Were UK sites specifically targeted by this update?

No, the update was global. But roughly 9,000 UK sites were measurably affected because UK publishers had invested heavily in Discover optimisation over the previous two years, making them disproportionately dependent on that traffic source.

Can affected sites recover their Discover traffic?

Some partial recovery is happening through content refreshes, stronger E-E-A-T signals, and improved site performance. But most SEO analysts agree that sites should focus on diversifying traffic sources rather than trying to reclaim previous Discover levels.
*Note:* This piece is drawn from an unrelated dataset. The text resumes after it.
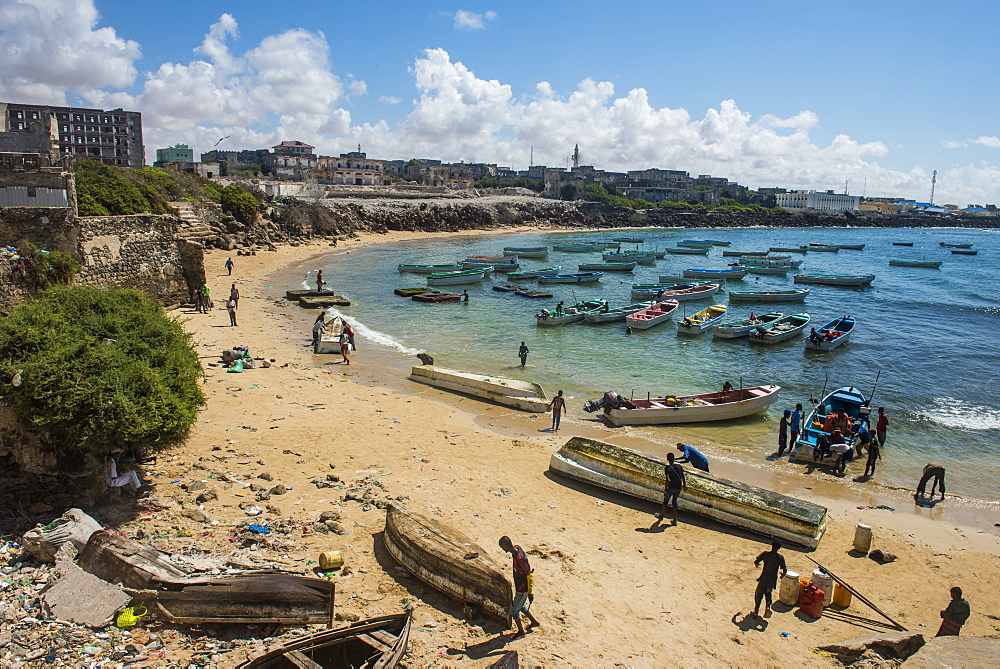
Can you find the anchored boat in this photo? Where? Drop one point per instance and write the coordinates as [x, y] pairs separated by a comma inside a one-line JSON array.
[[748, 507]]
How do I check if my Discover traffic was affected?

Open Google Search Console and go to Performance > Discover. Compare December 2025 to the previous month. If you see a steep drop starting around 11 December, the core update is the likely cause. If you don't see a Discover section at all, your site wasn't receiving meaningful Discover traffic.

How can I protect my site against future Discover changes?

Don't rely on any single traffic source for more than 20-30% of your total. Build an email list you own. Invest in organic search, which rewards consistent effort. Speed up your site with proper hosting and CDN setup. And create content people would actively search for, not just content designed to appear in feeds.